The current issue is set at the time of the French Revolution and is essentially a story of love formed on either side of the political divide and of human sacrifice in the name of love.
There can be no doubt about the mastery of the dancing in this production which is a technical 'tour de force'. The quality of the setting is also effective and makes good use of the large expanses of stage to create spectacle and a strong sense of speed. I personally find the music serviceable rather than of great note - not in the class of Tchaikovsky, Stravinsky or Prokofiev for example to name but three of Russian lineage. It is for these musical considerations rather than those of dance that I have withheld the fifth star. Clearly ballet has to be seen as a whole art form bringing together an amalgamation of dance, music and staging to create a total experience and a reviewer must therefore consider all of these factors when deciding upon a fair grading and this I have attempted to do.
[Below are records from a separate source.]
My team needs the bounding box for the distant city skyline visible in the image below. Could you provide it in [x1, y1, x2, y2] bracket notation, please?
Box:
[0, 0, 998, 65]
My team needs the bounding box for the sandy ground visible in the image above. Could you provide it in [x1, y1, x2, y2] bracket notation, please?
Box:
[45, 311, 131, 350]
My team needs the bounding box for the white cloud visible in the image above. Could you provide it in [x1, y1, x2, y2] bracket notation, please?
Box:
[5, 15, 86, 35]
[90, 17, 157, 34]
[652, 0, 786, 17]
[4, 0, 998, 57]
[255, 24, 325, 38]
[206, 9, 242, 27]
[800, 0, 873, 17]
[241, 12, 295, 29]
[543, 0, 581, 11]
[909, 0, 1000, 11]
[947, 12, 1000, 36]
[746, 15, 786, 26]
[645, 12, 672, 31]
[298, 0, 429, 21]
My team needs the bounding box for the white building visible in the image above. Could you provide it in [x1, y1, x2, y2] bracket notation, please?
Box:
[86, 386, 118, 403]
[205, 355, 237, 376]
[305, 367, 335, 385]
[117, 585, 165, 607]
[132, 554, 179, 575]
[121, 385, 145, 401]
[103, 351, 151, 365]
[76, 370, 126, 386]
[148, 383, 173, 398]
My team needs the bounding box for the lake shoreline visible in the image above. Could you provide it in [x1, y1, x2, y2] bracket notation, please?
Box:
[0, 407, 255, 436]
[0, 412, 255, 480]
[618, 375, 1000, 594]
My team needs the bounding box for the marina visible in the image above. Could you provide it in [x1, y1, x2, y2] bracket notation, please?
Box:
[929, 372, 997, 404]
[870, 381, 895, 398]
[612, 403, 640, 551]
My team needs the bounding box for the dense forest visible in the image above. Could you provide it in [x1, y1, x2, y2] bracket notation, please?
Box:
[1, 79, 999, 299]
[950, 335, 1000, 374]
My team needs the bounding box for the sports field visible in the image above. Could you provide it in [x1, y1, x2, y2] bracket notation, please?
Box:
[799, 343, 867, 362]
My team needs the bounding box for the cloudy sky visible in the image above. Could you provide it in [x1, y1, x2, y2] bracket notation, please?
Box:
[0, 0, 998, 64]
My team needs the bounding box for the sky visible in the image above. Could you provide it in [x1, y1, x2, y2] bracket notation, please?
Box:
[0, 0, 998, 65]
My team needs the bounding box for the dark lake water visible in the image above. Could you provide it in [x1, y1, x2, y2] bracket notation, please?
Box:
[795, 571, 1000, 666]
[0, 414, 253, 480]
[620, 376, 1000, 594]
Nevertheless, and regardless of the above, it is likely that this issue will be of particular interest to those who are interested in the extraordinarily athletic abilities of the Russian superstar dancer, Ivan Vasiliev. Allegedly he is known to almost fly and indeed he does seem to defy gravity. There is little to add except that he fully lives up to his reputation and will not disappoint. The other three star dancers, Natalia Osipova as Jeanne, Denis Savin as Jerome and Nina Kaptsova are all fine dancers in their own right and the four stars make an impressive team. The corps de ballet are all that one would expect from the revitalised Bolshoi and the supporting solo roles are also good. This is a very impressively danced ballet which is presented with excellent costumes and sets in the finest of Russian traditions.
There is an interesting 21 minute bonus featuring interviews, rehearsal sequences and some historical information presented by the choreographer, Ratmansky and the two main dancers, Vasiliev and Osipova. This has subtitles to help with the rehearsal sequences and the dancers however Ratmansky speaks fluent English during his interview extracts.
The Blu-ray recording is very successful and delivers crisp and detailed imaging without motion blur even at times of fast action. There is a fine DTS surround sound option supplied as well as stereo. The extra bonus is in the form of 21 minutes of interviews and rehearsal extracts featuring the choreographer Ratmansky and the fine two leading dancers, Osipova and Vasiliev.
So in my opinion this earns a clear 5 stars for the dancing, much of which is spectacular, coupled with a fine production which is recorded well and generous bonus. My doubts about the long-term quality of the music is the reason for the reduced level to 4 stars. This is a personal response however and those with more dance-based priorities may well prefer a higher overall grade than me.